Segundo o professor Liao Yu Chieh, do Ibmec São Paulo, considerando a taxa de juros atual, de 12,25% ao ano, já vale a pena para o investidor migrar da poupança para um CDB que possua uma rentabilidade de pelo menos 75% do CDI. A regra é válida desde que os recursos se mantenham aplicados por, no mínimo, dois anos, prazo para que o investidor se enquadre na menor alíquota de IR, de 15%.

O professor avalia que a mudança de aplicação depende da visão do investidor sobre a trajetória os juros. “As taxas estão em alta agora, o que significa que o CDB tende a ficar mais atrativo, mas nada garante que daqui a dois anos elas já não tenham voltado a cair”, pondera.

Mesmo rendendo menos em relação a outros investimentos, a poupança continua atraindo recursos. No acumulado do ano até o dia 25 de junho, a captação líquida (aplicações menos resgates) da caderneta é de R$ 2,7 bilhões.
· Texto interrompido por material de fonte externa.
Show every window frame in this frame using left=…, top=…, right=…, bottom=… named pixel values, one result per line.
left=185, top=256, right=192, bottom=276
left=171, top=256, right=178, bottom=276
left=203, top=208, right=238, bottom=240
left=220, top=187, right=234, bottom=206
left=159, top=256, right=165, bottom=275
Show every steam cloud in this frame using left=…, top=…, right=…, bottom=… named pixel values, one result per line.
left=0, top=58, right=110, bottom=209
De acordo com os dados mais recentes do Banco Central, o total depositado nas contas de poupança era de R$ 245,5 bilhões.

Poupador

Para o diretor da Anefac, a caderneta continua como uma boa alternativa para o chamado “poupador”, ou seja, aquela pessoa que procura guardar um pouco do dinheiro que sobra do orçamento a cada mês com um objetivo de curto prazo, como a compra de um carro.

Storfer afirma que, para quem possui até R$ 10 mil para aplicar, a mudança de aplicação pode não valer a pena. “Do ponto de vista financeiro, a diferença na rentabilidade é muito pequena”, explica.
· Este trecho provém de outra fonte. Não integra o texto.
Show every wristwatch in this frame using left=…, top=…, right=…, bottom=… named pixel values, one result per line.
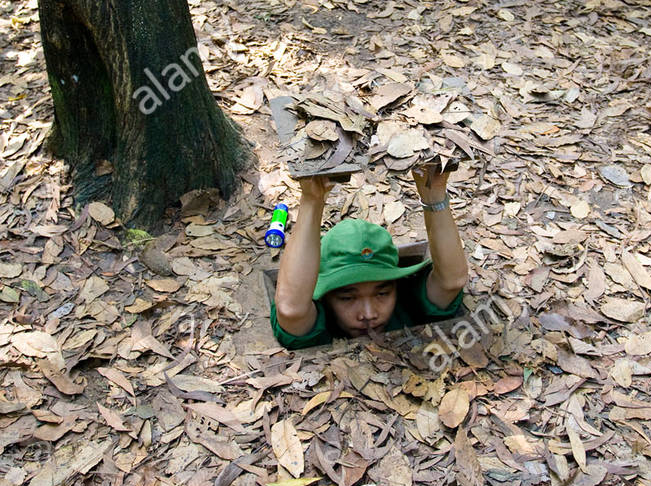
left=420, top=193, right=450, bottom=212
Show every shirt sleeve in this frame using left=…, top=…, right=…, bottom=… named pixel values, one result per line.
left=269, top=301, right=332, bottom=349
left=414, top=271, right=463, bottom=320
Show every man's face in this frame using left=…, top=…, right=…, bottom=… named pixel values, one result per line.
left=323, top=280, right=397, bottom=337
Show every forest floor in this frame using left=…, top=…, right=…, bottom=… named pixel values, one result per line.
left=0, top=0, right=651, bottom=486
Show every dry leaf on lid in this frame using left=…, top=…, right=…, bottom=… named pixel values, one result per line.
left=305, top=120, right=339, bottom=142
left=271, top=420, right=305, bottom=478
left=600, top=297, right=645, bottom=322
left=439, top=388, right=470, bottom=429
left=622, top=251, right=651, bottom=290
left=88, top=202, right=115, bottom=226
left=368, top=83, right=412, bottom=110
left=368, top=445, right=412, bottom=486
left=624, top=332, right=651, bottom=356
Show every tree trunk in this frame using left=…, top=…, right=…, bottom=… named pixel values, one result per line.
left=39, top=0, right=249, bottom=228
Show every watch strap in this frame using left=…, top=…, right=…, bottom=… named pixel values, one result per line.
left=420, top=193, right=450, bottom=212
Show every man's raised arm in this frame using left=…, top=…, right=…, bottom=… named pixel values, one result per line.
left=274, top=176, right=334, bottom=336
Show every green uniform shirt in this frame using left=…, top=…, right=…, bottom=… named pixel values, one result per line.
left=270, top=266, right=463, bottom=349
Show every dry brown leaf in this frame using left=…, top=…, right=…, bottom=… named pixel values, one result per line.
left=29, top=440, right=113, bottom=486
left=97, top=367, right=136, bottom=397
left=301, top=391, right=353, bottom=415
left=0, top=262, right=23, bottom=278
left=124, top=297, right=154, bottom=314
left=382, top=201, right=407, bottom=224
left=271, top=420, right=305, bottom=478
left=624, top=332, right=651, bottom=356
left=600, top=297, right=645, bottom=322
left=79, top=275, right=109, bottom=304
left=416, top=400, right=441, bottom=440
left=493, top=376, right=523, bottom=395
left=454, top=427, right=485, bottom=486
left=470, top=115, right=502, bottom=140
left=439, top=388, right=470, bottom=429
left=305, top=120, right=339, bottom=142
left=565, top=415, right=587, bottom=471
left=88, top=202, right=115, bottom=226
left=97, top=402, right=131, bottom=432
left=622, top=251, right=651, bottom=290
left=440, top=51, right=466, bottom=68
left=368, top=83, right=412, bottom=110
left=368, top=444, right=412, bottom=486
left=145, top=278, right=183, bottom=293
left=11, top=331, right=59, bottom=358
left=37, top=359, right=86, bottom=395
left=185, top=403, right=244, bottom=433
left=570, top=200, right=590, bottom=219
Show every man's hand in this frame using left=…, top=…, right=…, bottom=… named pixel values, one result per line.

O executivo lembra que o pequeno investidor dificilmente consegue uma taxa atrativa em um CDB e, no caso dos fundos de investimento, as taxas de administração cobradas pelos bancos podem comprometer a rentabilidade adicional da aplicação. “Para o poupador, a caderneta continua sendo a alternativa mais fácil e transparente de aplicação”, destaca.

Sobre a perda da poupança para a inflação em maio, Storfer considera que se trata de uma situação atípica. “Os fundos conservadores e o próprio CDB ficaram praticamente empatados com a inflação no mês passado, ninguém ganhou de lavada”, diz. Ele observa que, no médio prazo, a maioria das aplicações, incluindo a caderneta, deverão apresentar rentabilidade suficiente para manter o poder aquisitivo do poupador.